AutoCanada Inc. isn’t getting out of the new-vehicle enterprise, however the dealership group that owns 83 franchised shops in Canada and the US is leaning on the used aspect of its operation to develop gross sales and supply a hedge towards ongoing turbulence within the new-car market.
The corporate is “beholden” to the automakers it represents for new-vehicle stock, mentioned AutoCanada Govt Chairman Paul Antony, however the “unconstrained nature” of the used-vehicle phase provides the corporate “wide-open runway” to develop.
“We need to change into untethered to the constraints that we have now on the new-car enterprise, and [with] promoting simply new automobiles,” Antony mentioned on the corporate’s newest quarterly earnings name Could 4.
Used-vehicle gross sales development has been a key goal for Antony and the Edmonton-based dealership group’s administration workforce since taking up management of AutoCanada almost 5 years in the past, and one the corporate has made appreciable headway on. In 2018, the corporate offered 0.62 used automobiles for each new automobile pushed off the lot. Within the first quarter of 2023, that ratio had climbed to 1.72 used automobiles for each new sale.
USED ‘OFF THE CHARTS’
Antony expects AutoCanada’s used quantity, and the broader used market, to proceed to strengthen as new-vehicle inventories stay “constrained for many manufacturers.”
“Used goes to be off the charts for the following three to 4 years,” he mentioned, pointing to restricted automobile manufacturing because of the pandemic and microchip scarcity.
“We’re brief roughly 9 to 10 million automobiles that weren’t constructed for North America within the final three to 4 years, which implies that we’re brief 9 to 10 million used automobiles that haven’t been constructed.”
Prospects are additionally feeling monetary stress due to current rate of interest hikes, main many to hunt automobiles with cheaper price factors, which regularly means used, Antony added.
AutoCanada’s profitability fell within the first quarter of 2023, a results of the identical rate of interest pressures skilled by its clients, in addition to poor efficiency at its U.S. dealerships. Its new-vehicle gross sales quantity additionally declined, dropping to eight,771 items, 3.1 per cent decrease than the identical three-month interval a 12 months earlier.
However as new-car volumes dipped, the corporate’s used enterprise continued to develop. It reported used-vehicles gross sales of 15,290 items for the primary quarter of 2023, up 8.7 per cent from the identical quarter a 12 months earlier, and never far off its document for 1 / 4, set throughout the busier spring promoting season.
USED HELPS PROFITABILITY
The used-car focus has additionally helped AutoCanada increase profitability in F&I departments, and its elements, service and collision restore enterprise, Antony mentioned. Gross revenue throughout the two segments rose 5.8 and 19.7 per cent, respectively, in comparison with the identical quarter a 12 months earlier.

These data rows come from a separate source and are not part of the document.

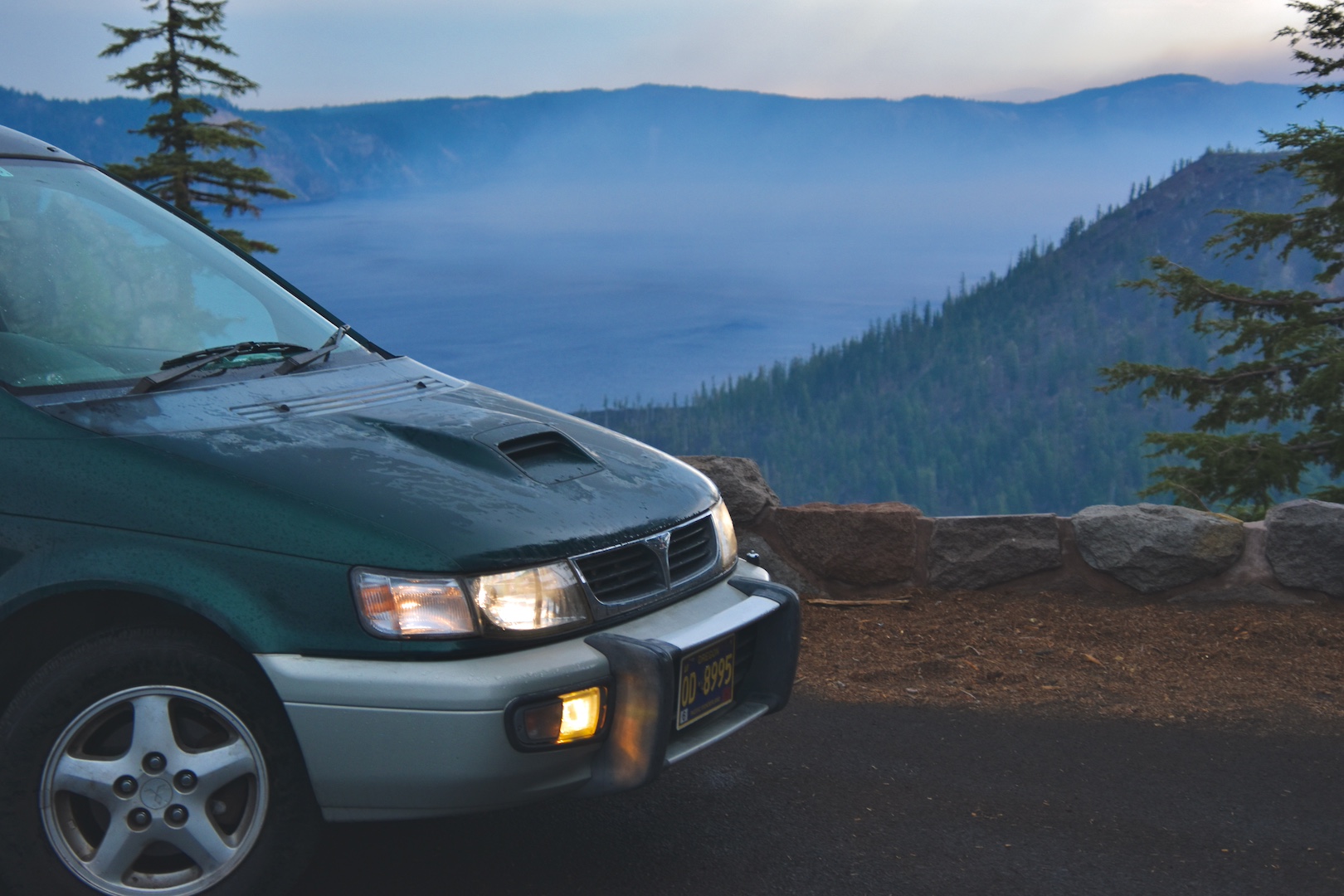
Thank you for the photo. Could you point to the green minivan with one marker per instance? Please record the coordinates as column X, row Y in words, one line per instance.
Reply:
column 257, row 571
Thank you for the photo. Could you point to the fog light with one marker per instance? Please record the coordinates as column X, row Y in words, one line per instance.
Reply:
column 566, row 719
column 581, row 715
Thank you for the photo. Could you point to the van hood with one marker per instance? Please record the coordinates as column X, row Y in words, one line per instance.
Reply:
column 474, row 479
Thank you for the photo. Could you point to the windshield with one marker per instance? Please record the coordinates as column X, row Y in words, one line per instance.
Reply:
column 100, row 284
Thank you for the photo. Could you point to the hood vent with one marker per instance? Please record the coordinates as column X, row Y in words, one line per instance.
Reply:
column 544, row 455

Amongst different steps to spice up profitability inside its used-vehicle gross sales wing, the corporate has prioritized decreasing the period of time it takes to recondition stock.

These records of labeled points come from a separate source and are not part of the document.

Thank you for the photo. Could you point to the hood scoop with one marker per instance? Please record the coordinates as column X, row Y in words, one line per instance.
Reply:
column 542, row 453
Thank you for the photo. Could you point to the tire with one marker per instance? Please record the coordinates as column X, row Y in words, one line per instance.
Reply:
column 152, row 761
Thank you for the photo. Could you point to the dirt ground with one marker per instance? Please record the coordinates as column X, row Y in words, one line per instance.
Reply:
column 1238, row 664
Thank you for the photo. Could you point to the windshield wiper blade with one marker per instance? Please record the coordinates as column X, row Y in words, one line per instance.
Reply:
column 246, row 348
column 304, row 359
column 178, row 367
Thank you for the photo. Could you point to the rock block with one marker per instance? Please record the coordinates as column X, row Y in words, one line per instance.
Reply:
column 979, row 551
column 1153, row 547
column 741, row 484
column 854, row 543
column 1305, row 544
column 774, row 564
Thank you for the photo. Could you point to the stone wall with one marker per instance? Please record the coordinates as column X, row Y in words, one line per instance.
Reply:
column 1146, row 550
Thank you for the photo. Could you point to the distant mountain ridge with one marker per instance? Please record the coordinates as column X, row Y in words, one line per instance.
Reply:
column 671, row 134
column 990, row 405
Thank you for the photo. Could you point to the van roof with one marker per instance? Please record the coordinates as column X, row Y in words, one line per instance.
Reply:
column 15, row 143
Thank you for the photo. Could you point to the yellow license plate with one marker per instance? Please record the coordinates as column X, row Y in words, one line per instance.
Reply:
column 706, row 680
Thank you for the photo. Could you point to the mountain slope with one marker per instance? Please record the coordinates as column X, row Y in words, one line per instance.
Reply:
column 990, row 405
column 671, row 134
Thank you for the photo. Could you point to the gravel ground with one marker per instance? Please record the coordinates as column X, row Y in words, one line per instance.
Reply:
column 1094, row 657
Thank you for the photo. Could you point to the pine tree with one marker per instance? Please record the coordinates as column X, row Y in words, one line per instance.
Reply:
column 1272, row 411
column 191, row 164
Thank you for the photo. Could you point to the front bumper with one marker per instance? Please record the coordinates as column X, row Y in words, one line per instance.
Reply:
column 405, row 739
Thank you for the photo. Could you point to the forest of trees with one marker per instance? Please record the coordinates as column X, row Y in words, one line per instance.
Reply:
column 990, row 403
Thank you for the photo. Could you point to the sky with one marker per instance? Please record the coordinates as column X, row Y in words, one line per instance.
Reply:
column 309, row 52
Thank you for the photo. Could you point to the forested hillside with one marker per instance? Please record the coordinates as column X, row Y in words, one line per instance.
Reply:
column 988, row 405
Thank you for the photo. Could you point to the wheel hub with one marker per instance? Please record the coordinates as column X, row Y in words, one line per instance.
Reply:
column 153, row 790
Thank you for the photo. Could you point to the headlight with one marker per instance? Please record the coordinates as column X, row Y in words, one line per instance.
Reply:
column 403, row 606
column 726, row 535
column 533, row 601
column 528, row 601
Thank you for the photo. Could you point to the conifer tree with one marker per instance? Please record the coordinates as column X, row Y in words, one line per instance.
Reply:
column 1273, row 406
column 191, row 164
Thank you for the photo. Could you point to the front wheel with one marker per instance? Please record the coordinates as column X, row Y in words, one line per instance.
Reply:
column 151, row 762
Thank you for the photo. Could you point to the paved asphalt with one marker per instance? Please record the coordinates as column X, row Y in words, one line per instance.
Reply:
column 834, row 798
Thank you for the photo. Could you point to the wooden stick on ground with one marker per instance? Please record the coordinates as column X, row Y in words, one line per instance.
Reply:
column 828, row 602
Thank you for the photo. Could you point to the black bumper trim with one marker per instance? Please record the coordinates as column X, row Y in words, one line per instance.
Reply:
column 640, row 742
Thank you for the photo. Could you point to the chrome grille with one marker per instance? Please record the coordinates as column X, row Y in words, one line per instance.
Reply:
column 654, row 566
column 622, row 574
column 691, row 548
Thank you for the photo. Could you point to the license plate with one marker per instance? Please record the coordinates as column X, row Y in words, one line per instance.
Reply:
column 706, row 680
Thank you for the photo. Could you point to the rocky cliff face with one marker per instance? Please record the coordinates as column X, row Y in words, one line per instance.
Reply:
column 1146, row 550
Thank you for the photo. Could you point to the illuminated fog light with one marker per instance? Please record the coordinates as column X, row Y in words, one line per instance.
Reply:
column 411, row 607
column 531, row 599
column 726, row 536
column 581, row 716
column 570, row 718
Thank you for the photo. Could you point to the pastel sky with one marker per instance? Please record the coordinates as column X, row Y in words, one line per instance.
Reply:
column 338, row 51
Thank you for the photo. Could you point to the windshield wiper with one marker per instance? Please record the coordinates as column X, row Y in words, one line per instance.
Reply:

In 2018, Antony mentioned the corporate took about 48 days to arrange used stock on the market. Within the newest quarter, that determine was between 27 and 28 days, serving to trim flooring plan financing prices. However chopping reconditioning timelines stays a work-in-progress, with the trade common working between 10 and 14 days, he added.
An expanded partnership with on-line categorized website Kijiji.ca, which lists 1.4 million for-sale-by-owner automobiles on its platform every year, represents one other used-vehicle development avenue, Antony mentioned.
The deal, introduced March 31, builds on a earlier relationship between the 2 corporations, and can give AutoCanada the power to market its F&I merchandise on automobiles offered on the platform, in addition to buy used automobiles from sellers on the location so as to add to its personal used-car stock, Antony mentioned Could 4.
Regardless of prompts from monetary analysts on the earnings name, Antony divulged few different specifics of the Kijiji deal, however mentioned the corporate’s alternative with the net market is “of an unique nature.”
AutoCanada wouldn’t make Antony out there for an interview on the corporate’s used-vehicle enterprise.
Whereas Canada’s solely publicly traded dealership group is more and more dialled into its used-, versus new-car operation, Antony mentioned these buyer relationships finally come full-circle.
“We’re positioning ourselves to promote quantity and to promote used automobiles with a view to drive enterprise by way of our outlets and dealerships that we expect is extra sustainable. And finally, that used-car buyer — if we deal with them proper and repair them effectively — they find yourself changing into a new-car buyer.”